Alpha-1-antitrypsin deficiency (A1ATD) due to homozygosity for the Z allele (ZZ) is an established risk factor for cirrhosis, but the liver disease risk in heterozygous Z allele carriers (MZ) is controversial. The aim of the present study was to determine the prevalence of the MZ genotype among patients with cirrhosis and the associated risk of decompensation and liver transplantation/mortality. An unselected cohort of 561 patients with cirrhosis and 248 deceased liver donors were genotyped for the A1ATD risk alleles Z and S using a validated allelic discrimination assay. Clinical and biochemical parameters were assessed in 488 genotype MM and 52 MZ patients at baseline when cirrhosis was diagnosed and at the last contact, before liver transplantation or death, as study endpoints. MZ prevalence was 2.8% among liver donors, 5.8%, 9.1%, 10.9%, and 19.0% in patients with cirrhosis and Model for End-Stage Liver Disease-sodium (MELD-Na) ≤10, 11-20, 21-30, and >30, respectively. Among liver transplant recipients, MZ prevalence was 9.7%. MS prevalence was not different between donors, patients with cirrhosis, or transplant recipients. At the end of follow-up, MELD-Na scores were higher among heterozygous Z risk allele carriers (16 versus 19; P = 0.03). Decompensation of cirrhosis with ascites or encephalopathy was significantly more frequent in patients with MZ than in MM patients. In the subgroup with transferrin (Tf) saturation >50% or Tf <180 mg/dL, MZ patients had a significantly higher risk of liver transplantation or death than MM patients. In conclusion, the genotype MZ is a genetic risk factor for more advanced cirrhosis and decompensation. MZ patients with cirrhosis and hypotransferrinemia or increased Tf saturation are at higher risk of death and liver transplantation. Liver Transplantation 24 744-751 2018 AASLD.

Figure 1

(A) MELD‐Na and (B) MELD scores of patients with MM or MZ SERPINA1 genotype at the time of follow‐up. (C) Comparison of SERPINA1 genotype frequencies in patients grouped according to MELD‐Na score quartiles.

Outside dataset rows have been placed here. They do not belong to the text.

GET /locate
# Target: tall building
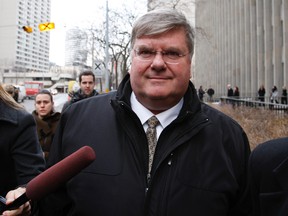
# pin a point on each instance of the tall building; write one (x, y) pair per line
(21, 51)
(244, 43)
(76, 47)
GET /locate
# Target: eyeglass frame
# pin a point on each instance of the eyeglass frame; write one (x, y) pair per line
(163, 54)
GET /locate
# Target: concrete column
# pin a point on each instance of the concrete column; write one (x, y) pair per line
(233, 41)
(253, 39)
(277, 44)
(242, 45)
(285, 45)
(260, 42)
(247, 49)
(238, 44)
(269, 79)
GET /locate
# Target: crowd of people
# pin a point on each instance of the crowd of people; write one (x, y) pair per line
(160, 150)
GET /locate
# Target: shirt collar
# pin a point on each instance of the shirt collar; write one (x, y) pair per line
(165, 118)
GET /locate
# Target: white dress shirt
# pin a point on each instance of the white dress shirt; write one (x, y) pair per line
(165, 118)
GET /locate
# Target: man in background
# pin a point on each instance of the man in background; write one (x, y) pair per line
(87, 84)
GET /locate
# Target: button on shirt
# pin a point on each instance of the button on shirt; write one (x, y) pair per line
(165, 118)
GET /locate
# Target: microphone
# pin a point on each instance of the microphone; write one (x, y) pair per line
(52, 178)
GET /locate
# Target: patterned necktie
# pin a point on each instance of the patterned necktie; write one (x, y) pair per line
(151, 134)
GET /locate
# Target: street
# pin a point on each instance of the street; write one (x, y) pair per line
(59, 100)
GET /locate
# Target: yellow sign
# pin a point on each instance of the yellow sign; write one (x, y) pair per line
(28, 29)
(46, 26)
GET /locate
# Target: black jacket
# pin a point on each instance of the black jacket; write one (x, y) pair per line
(21, 157)
(200, 164)
(269, 178)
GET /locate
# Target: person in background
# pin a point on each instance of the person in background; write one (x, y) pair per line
(236, 92)
(21, 157)
(229, 91)
(210, 93)
(201, 93)
(87, 84)
(261, 93)
(160, 151)
(10, 89)
(16, 93)
(284, 95)
(46, 119)
(268, 177)
(274, 95)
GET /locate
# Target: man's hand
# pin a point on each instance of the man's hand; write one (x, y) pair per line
(23, 210)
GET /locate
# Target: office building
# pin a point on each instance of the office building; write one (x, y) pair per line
(21, 51)
(243, 43)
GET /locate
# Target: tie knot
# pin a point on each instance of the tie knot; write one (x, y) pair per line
(153, 122)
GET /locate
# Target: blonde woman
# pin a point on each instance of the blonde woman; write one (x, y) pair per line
(21, 157)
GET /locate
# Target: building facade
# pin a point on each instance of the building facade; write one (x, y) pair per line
(243, 43)
(21, 51)
(76, 47)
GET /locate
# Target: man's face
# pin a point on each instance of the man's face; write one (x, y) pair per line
(87, 84)
(159, 85)
(43, 105)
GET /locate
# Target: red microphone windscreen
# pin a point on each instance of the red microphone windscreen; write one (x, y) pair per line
(60, 173)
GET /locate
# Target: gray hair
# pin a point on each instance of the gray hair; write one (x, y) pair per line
(163, 20)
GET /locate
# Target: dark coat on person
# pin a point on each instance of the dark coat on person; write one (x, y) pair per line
(199, 167)
(46, 129)
(77, 96)
(268, 170)
(21, 157)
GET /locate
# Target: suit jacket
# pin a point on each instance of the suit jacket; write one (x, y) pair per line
(268, 171)
(21, 157)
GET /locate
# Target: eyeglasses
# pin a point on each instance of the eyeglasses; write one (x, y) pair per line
(169, 57)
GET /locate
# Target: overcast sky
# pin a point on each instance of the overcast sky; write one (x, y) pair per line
(69, 13)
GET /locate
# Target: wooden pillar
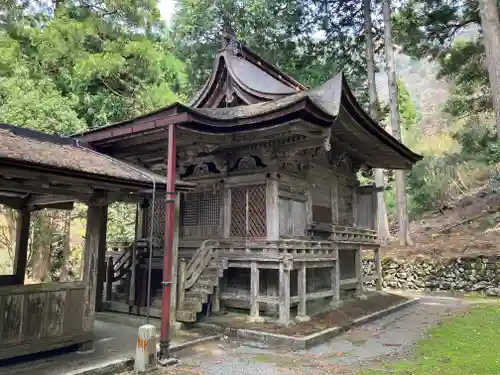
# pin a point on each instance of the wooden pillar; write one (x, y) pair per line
(284, 297)
(302, 289)
(181, 292)
(142, 220)
(355, 205)
(101, 258)
(254, 294)
(378, 269)
(226, 212)
(175, 259)
(334, 201)
(358, 264)
(95, 217)
(110, 273)
(216, 300)
(22, 239)
(272, 209)
(335, 282)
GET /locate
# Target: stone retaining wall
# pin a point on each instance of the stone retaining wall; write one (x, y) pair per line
(465, 274)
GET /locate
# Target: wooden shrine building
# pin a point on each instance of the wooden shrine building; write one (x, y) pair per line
(38, 171)
(278, 217)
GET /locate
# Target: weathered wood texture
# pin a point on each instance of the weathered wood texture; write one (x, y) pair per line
(248, 211)
(40, 317)
(366, 209)
(332, 195)
(96, 214)
(22, 238)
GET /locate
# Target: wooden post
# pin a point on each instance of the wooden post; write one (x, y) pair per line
(133, 275)
(175, 259)
(181, 291)
(95, 217)
(22, 238)
(226, 214)
(254, 294)
(334, 201)
(358, 264)
(272, 209)
(142, 220)
(216, 300)
(302, 289)
(110, 273)
(355, 205)
(378, 269)
(101, 258)
(284, 297)
(335, 282)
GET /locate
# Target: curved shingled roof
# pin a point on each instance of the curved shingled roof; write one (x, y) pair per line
(240, 71)
(272, 99)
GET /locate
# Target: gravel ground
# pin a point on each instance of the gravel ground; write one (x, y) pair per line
(367, 346)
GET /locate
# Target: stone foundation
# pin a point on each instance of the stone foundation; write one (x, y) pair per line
(462, 274)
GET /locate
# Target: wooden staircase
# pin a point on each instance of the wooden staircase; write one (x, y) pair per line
(198, 280)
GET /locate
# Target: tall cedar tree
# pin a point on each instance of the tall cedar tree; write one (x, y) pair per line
(401, 202)
(382, 221)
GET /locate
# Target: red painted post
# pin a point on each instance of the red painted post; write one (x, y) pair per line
(168, 246)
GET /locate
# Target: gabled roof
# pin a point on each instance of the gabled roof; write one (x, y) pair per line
(268, 98)
(25, 147)
(239, 73)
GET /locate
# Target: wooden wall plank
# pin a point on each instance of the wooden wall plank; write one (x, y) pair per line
(33, 318)
(54, 325)
(12, 319)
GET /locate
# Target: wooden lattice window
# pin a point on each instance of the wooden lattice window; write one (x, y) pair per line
(248, 211)
(201, 213)
(158, 217)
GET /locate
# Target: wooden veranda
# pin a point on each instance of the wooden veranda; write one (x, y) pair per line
(44, 171)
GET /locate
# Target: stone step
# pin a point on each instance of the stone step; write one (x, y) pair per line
(156, 303)
(208, 280)
(185, 316)
(216, 263)
(204, 288)
(197, 295)
(213, 271)
(191, 304)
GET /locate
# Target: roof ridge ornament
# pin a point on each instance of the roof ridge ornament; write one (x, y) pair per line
(230, 42)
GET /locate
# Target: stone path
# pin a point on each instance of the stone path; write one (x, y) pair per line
(114, 343)
(364, 347)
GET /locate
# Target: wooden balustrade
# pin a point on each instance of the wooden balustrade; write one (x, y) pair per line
(353, 235)
(272, 250)
(41, 317)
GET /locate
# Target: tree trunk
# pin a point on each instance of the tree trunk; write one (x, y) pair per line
(66, 247)
(382, 221)
(404, 235)
(490, 24)
(42, 241)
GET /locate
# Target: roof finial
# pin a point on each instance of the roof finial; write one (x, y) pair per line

The overall degree of association between increasing MELD‐Na score and MZ prevalence was statistically significant (P = 0.01, 1‐sided Mantel‐Haenszel test for linear‐by‐linear association).

Figure 2

Comparison of SERPINA1 genotype frequencies in patients with liver cirrhosis, liver transplant recipients, and controls (healthy liver donors).

Figure 3

A1AT plasma concentrations of patients with SERPINA1 genotype MM and MZ at the time of diagnosis of cirrhosis.

Figure 4

Correlation matrix among A1AT plasma concentration, markers of liver disease, inflammation, and iron metabolism. Tile colors code for direction and magnitude of the correlation. The first 2 decimal digits of ρ are displayed. Only significant correlations are shown.

Figure 5

Kaplan‐Meier analysis: (A) transplant‐free survival in all patients stratified by SERPINA1 genotype. Transplant‐free survival in the subgroup of patients with (B) Tf saturation ≥ 50%, (C) with Tf of ≤180 mg/dL, and (D) with MELD‐Na ≥15 at baseline.